The current problem has to do with habitat loss/fragmentation and increasing temperatures.
- This pushes the habitable zone of a species towards the poles - provided there is a continuous habitat all the way there. But habitat fragmentation means that many species cannot move towards the poles
- And/Or this pushes the habitable zone of a species up mountains - provided there is a continuous habitat all the way there.
- So some species will die on the shores of an ocean that they can't cross, and others will die on the tops of mountains
- Genetic drift will be able to compensate, to some extent, but there are concerns about the speed of the change required
- Transplanting species to other continents may cause disruption of other ecosystems
- Zoos might provide a temporary respite for remnant populations

So I expect that the planet will recover eventually in the next glacial period, but in the meantime, we will have lost many species.
- The species that survive will be the weeds that can live anywhere
- And the humans:- provided some very nasty pandemic doesn't take us all out (are humans another weed species?)
Title: Re: When will our climate get to the point of no return?
Post by: Bored chemist on 09/11/2021 08:31:29
Ignoring 95% of the evidence is never a good starting point. On my planet, 20,000<<500,000. But the present cycle which began around 25,000 BC looks pretty much like all the others so far.
Again, you are making a false claim.
It doesn't look like the others.
It is a hundred times faster.

"Measurements from older ice cores (discussed below) confirm that both the magnitude and rate of the recent increase are almost certainly unprecedented over the last 800,000 years. The fastest large natural increase measured in older ice cores is around 20ppmv (parts per million by volume) in 1,000 years (a rate seen during Earth’s emergence from the last ice age around 12,000 years ago). CO2 concentration increased by the same amount, 20ppmv, in the last 10 years"
From
https://www.bas.ac.uk/data/our-data/publication/ice-cores-and-climate-change/
Title: Re: When will our climate get to the point of no return?
Post by: Petrochemicals on 09/11/2021 10:34:34
Depends on the definition of point  no return. For animal life, plant life, for human existence, or great whites on the east coast?
Title: Re: When will our climate get to the point of no return?
Post by: alancalverd on 09/11/2021 17:13:54
"Point of no return" seems unlikely in the foreseeable future. If humans are responsible for climate change, it will almost certainly limit human activity before all the methane clathrates are vaporised. Looking at chalk deposits, it's pretty clear that the planet had enough water to support life when there was a lot more carbon dioxide in the atmosphere, so microorganisms will eventually restore something approaching a pre-human ecology when we have made it uninhabitable for ourselves.
Title: Re: When will our climate get to the point of no return?
Post by: walnutclose on 01/01/2022 23:23:12
"How much time have we, as humanity, left to prevent the point of no return for our climate?"

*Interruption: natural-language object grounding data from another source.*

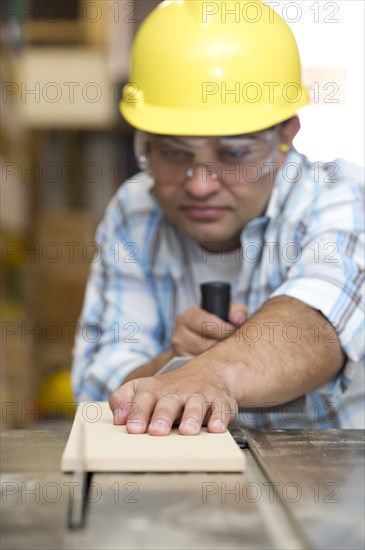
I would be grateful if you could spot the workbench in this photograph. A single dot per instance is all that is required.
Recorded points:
(301, 489)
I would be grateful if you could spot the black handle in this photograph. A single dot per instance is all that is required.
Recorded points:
(215, 298)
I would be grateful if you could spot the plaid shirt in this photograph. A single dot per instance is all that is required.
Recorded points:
(308, 245)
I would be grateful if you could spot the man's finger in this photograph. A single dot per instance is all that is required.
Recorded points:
(166, 411)
(194, 413)
(222, 413)
(137, 421)
(121, 402)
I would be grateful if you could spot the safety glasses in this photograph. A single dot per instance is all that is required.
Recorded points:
(232, 160)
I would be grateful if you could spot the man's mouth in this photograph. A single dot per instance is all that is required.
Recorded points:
(208, 213)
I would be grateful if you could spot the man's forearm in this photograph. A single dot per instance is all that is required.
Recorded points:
(150, 368)
(285, 350)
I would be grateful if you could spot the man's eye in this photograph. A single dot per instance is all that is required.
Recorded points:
(178, 155)
(235, 154)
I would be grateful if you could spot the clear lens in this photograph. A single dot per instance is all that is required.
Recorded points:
(231, 159)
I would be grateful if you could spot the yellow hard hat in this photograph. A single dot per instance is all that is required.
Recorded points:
(213, 68)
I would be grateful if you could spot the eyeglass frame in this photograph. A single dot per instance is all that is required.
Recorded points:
(141, 138)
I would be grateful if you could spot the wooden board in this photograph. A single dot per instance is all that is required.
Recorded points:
(109, 448)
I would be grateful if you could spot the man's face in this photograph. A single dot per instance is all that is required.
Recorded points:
(210, 188)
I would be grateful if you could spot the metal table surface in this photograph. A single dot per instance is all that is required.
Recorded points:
(302, 489)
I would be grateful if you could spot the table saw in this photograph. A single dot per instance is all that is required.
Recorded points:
(301, 489)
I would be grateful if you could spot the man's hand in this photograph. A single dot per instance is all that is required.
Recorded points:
(197, 330)
(273, 369)
(193, 395)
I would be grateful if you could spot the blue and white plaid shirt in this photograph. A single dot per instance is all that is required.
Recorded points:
(309, 245)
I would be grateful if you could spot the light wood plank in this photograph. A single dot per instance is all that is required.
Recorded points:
(109, 448)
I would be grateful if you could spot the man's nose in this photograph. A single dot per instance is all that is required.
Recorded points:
(203, 180)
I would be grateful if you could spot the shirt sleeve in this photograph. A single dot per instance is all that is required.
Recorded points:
(120, 326)
(328, 273)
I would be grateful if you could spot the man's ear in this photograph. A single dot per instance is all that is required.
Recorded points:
(289, 130)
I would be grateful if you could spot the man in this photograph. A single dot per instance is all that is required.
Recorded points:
(223, 195)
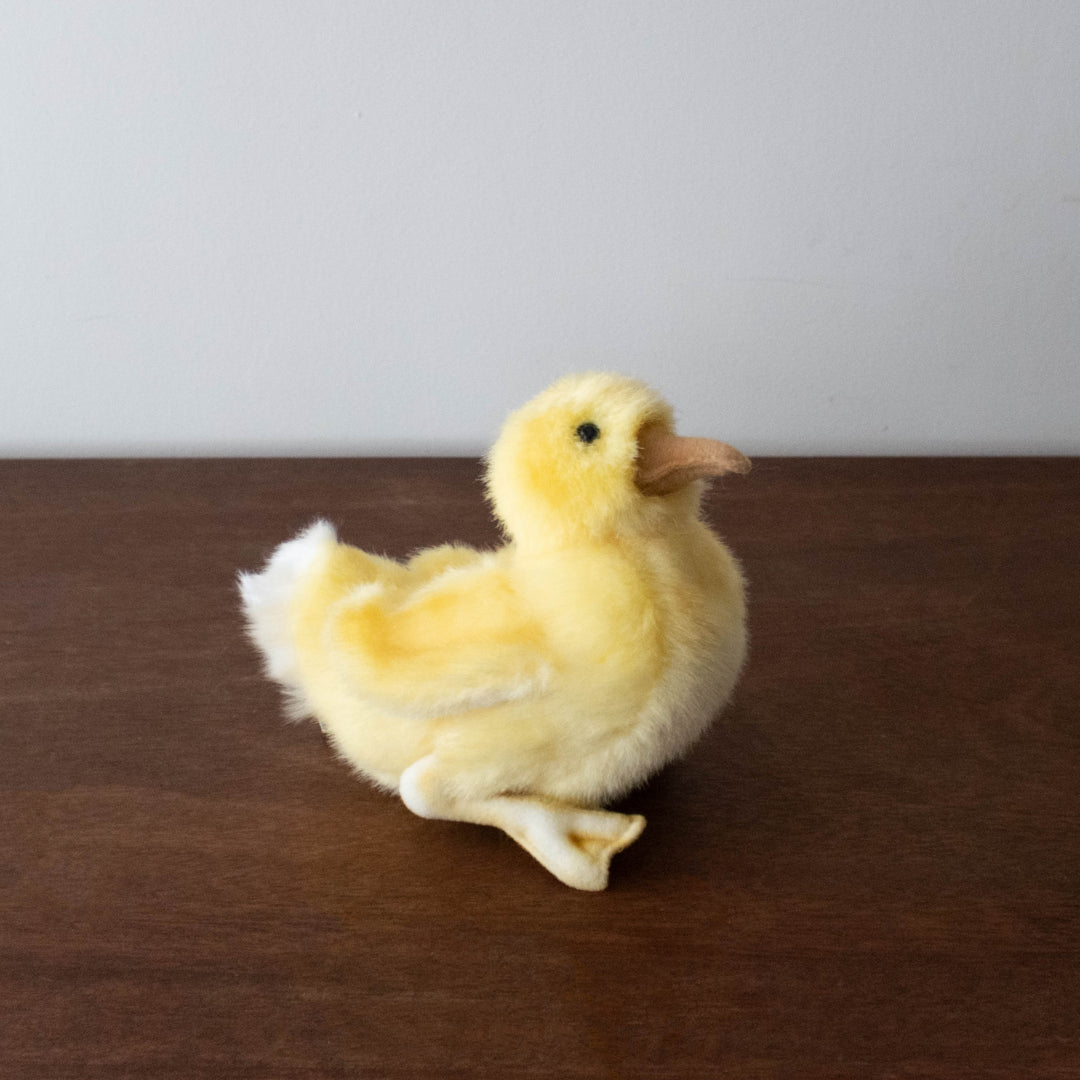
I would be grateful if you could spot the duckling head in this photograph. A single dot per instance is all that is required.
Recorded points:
(595, 456)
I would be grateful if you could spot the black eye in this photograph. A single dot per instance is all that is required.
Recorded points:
(588, 432)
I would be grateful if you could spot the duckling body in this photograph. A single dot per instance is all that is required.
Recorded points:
(525, 687)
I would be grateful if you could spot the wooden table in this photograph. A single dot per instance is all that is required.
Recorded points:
(871, 867)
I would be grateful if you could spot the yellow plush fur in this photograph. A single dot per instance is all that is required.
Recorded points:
(547, 677)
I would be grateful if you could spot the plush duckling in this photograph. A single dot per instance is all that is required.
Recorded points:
(526, 687)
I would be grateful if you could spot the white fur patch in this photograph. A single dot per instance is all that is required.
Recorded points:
(267, 598)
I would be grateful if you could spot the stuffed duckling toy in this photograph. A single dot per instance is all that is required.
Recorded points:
(526, 687)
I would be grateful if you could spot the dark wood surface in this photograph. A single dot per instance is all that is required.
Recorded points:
(871, 867)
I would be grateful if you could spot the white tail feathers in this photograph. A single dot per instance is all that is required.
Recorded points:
(267, 598)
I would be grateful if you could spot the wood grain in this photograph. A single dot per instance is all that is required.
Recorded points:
(871, 867)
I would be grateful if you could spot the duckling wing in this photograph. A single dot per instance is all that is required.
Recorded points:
(459, 640)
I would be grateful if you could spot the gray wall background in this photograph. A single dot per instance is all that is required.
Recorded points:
(259, 227)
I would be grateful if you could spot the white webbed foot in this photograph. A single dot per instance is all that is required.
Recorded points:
(575, 844)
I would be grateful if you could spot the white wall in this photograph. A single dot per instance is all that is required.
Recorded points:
(375, 227)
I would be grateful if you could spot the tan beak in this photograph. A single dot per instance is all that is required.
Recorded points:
(665, 462)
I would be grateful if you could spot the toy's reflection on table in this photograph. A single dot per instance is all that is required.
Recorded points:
(527, 687)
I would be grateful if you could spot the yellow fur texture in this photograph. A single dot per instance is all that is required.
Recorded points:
(557, 672)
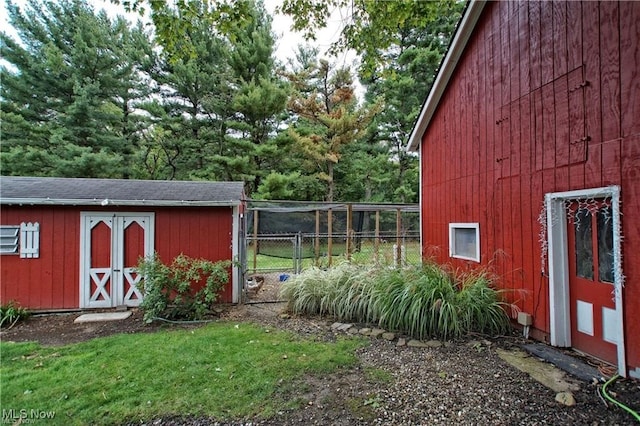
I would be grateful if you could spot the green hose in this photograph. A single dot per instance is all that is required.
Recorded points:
(619, 404)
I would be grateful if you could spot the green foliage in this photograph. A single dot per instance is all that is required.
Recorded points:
(224, 370)
(326, 118)
(71, 81)
(422, 302)
(186, 289)
(11, 313)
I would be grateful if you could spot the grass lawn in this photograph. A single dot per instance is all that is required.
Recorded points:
(224, 370)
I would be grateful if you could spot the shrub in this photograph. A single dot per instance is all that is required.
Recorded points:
(11, 313)
(186, 289)
(421, 301)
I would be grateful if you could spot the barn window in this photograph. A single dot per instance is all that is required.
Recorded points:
(9, 239)
(464, 241)
(23, 240)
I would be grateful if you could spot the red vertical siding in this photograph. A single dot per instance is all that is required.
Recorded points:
(52, 281)
(545, 98)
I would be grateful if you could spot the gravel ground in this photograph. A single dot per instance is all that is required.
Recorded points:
(463, 383)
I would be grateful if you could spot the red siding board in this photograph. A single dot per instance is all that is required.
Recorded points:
(630, 67)
(524, 43)
(546, 42)
(574, 35)
(631, 239)
(559, 38)
(535, 38)
(591, 55)
(610, 70)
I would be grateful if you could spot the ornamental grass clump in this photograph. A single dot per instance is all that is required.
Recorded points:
(429, 302)
(422, 302)
(316, 291)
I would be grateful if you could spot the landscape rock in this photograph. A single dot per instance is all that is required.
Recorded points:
(377, 332)
(389, 336)
(566, 398)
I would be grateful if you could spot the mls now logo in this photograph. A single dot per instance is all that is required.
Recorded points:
(25, 416)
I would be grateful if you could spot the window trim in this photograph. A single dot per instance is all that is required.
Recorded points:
(452, 249)
(16, 245)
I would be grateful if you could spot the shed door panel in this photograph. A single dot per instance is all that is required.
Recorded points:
(111, 247)
(132, 250)
(100, 273)
(593, 311)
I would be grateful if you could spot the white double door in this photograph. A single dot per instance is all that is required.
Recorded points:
(111, 245)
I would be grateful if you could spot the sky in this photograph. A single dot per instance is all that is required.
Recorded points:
(287, 43)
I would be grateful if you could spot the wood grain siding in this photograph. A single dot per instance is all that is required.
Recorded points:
(52, 280)
(545, 98)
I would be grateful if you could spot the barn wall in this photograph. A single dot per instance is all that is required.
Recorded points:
(52, 280)
(545, 98)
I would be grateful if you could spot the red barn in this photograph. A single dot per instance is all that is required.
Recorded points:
(73, 243)
(530, 154)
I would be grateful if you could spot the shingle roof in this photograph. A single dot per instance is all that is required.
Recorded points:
(83, 191)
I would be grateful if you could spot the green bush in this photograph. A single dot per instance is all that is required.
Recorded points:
(420, 301)
(11, 313)
(170, 291)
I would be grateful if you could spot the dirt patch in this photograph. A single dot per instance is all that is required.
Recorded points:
(461, 383)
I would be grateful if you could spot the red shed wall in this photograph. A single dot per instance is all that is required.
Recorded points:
(52, 280)
(510, 129)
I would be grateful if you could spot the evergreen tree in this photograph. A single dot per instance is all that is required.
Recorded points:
(69, 91)
(326, 118)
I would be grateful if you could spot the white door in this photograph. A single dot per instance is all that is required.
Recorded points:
(110, 247)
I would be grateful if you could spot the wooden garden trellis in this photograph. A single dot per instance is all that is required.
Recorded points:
(330, 208)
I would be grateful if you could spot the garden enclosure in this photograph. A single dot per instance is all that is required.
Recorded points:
(284, 238)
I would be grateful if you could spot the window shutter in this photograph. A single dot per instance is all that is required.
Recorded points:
(30, 240)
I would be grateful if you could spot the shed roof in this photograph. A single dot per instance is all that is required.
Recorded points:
(448, 66)
(122, 192)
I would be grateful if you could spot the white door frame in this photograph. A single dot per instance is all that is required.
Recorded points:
(559, 304)
(117, 222)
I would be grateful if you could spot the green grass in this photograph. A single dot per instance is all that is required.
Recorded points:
(424, 302)
(223, 370)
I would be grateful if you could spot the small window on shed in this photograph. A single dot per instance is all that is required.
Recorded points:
(9, 239)
(464, 241)
(23, 240)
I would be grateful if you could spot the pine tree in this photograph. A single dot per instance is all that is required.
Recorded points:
(69, 91)
(328, 118)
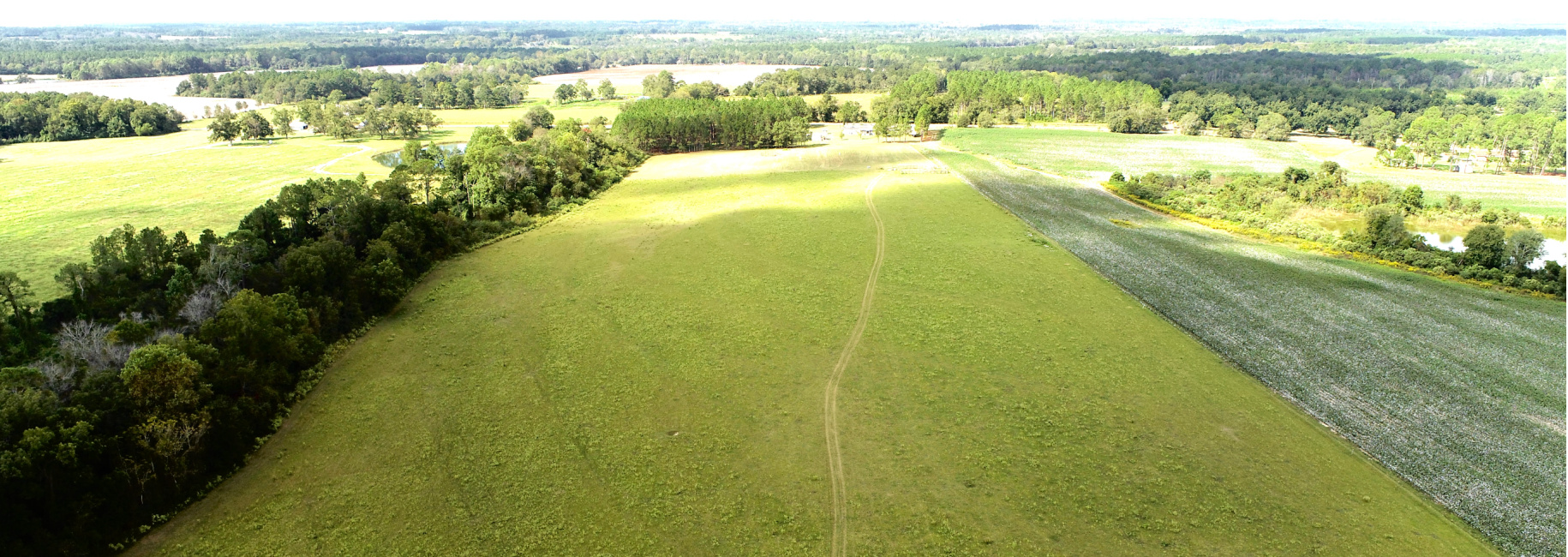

Depends on your meaning for "point of no return."  If you mean, when do we get to where we cannot avoid in the lifetime of the next several generations of humans, significant and disruptive impacts, we're already there.   The more we add to the forcing function, the more significant those impacts become, but we've already locked in quite a bit of anthropogenic change.

If you mean, as some do, when do we get to the point where Homo sapiens is doomed, likely never, unless our response to climate change is to start a nuclear war and induce nuclear winter, civilization may take one hell of a beating, but enough net primary productivity in the biosphere will survive that humans will likely survive.

If you mean, when do we wipe out life on earth - not going to happen.   Life on earth has survived and come roaring back from far worse cataclysms than what we're doing.